The findings can help challenge the preconceived ideas of many managers about their retention problems. "When a risk-analysis tool is used, it becomes apparent where the real problems are," she says. She gives the example of some serious problems in call centres, where high staff-turnover is currently plaguing the entire industry (anecdotal evidence suggests that a typical call centre loses a third of its staff each year). Research has focused on staff recruitment and retention difficulties experienced in local call centre hot spots. Many of these problems appear to be associated with having large numbers of workers concentrated together in one location2.
Dilys Robinson says that IES's research into retention difficulties at call centres reveals that many organisations have a general concern about high levels of turnover across the board. However, once a simple risk-analysis process has been completed, managers become aware of where the real problem lies - high turnover in a particular group of experienced, good-quality, call-centre operators. "Whereas high turnover amongst the majority of call-centre operators they could handle, because they were used to it," she says.

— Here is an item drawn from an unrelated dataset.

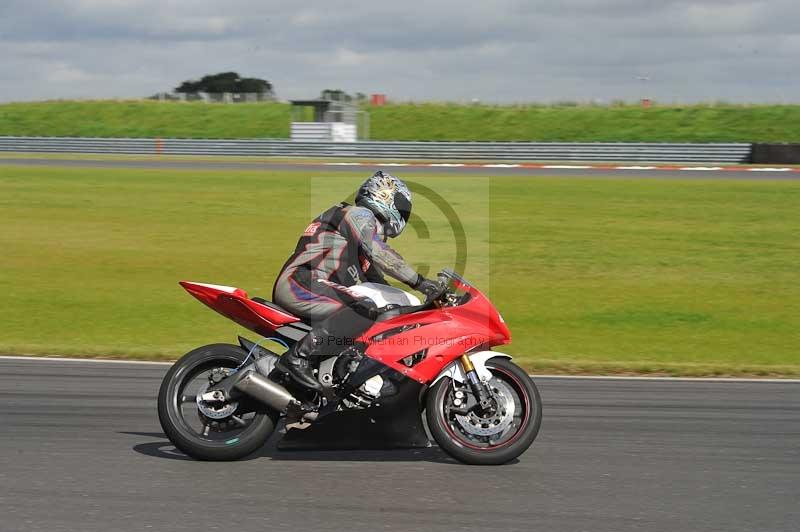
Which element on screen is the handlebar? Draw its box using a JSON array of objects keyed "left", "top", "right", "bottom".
[{"left": 424, "top": 278, "right": 449, "bottom": 305}]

Clearly, risk analysis in staff retention is used as a prioritising tool. It is not an end in itself, but something that helps an organisation decide where its retention efforts should be directed. All too often, Dilys Robinson says, organisations think they have a retention problem and they adopt a "scatter-gun" approach to solving it - applying the same solutions to the whole organisation. Inevitably, this approach tends to have little effect because different groups of people have different motivations and aspirations. Therefore, an organisation must tailor its retention tactics to suit each particular group.
The use of risk analysis in managing retention is best suited to medium-sized and large organisations; staff in smaller units are more likely to be known as individuals, and their future job plans are usually transparent. Within larger organisations, says Dilys Robinson, a more objective measure of risk is required.
1"Keeping the best: a practical guide to retaining key employees", S Bevan, L Barber and D Robinson, Institute for Employment Studies, 1997, available from BBCS, tel: 01482 224626, price £19.95.
2"Virtually there: the evolution of call centres", U Huws, A Denbigh and S O'Regan, 2001, available from Firefly Communications, tel: 020 7386 1590, price £50.
A retention strategy checklist
Good data
Identify turnover hot spots: high-risk groups, costs and trends over time.
Data on reasons for leaving
Use well-structured exit interviews or leavers' surveys to highlight reasons that are in your control.
Risk analysis
Look at the likelihood and consequences of resignation and to what extent your employees are in the danger zone.
Recruitment
Avoid recruitment turnover by matching people to posts.
Training and development
Tailor and deliver training and development opportunities to the needs of both the organisation and individuals. Training can also be seen as a reward.
Management style
Ensure managers have the skills to manage people effectively and they understand that their style can affect staff turnover.
Job content
Allow as much autonomy, teamworking and control as is practicable. Ensure flexibility does not meet only the organisation's needs.
Rewards
Use loyalty bonuses only where nothing else will work and, even then, do not expect their effect to last. Ensure that rewards are seen to be fairly determined and distributed.
Flexible working
Ensure that employees with a need for flexibility in hours or location feel that the organisation is responsive to them.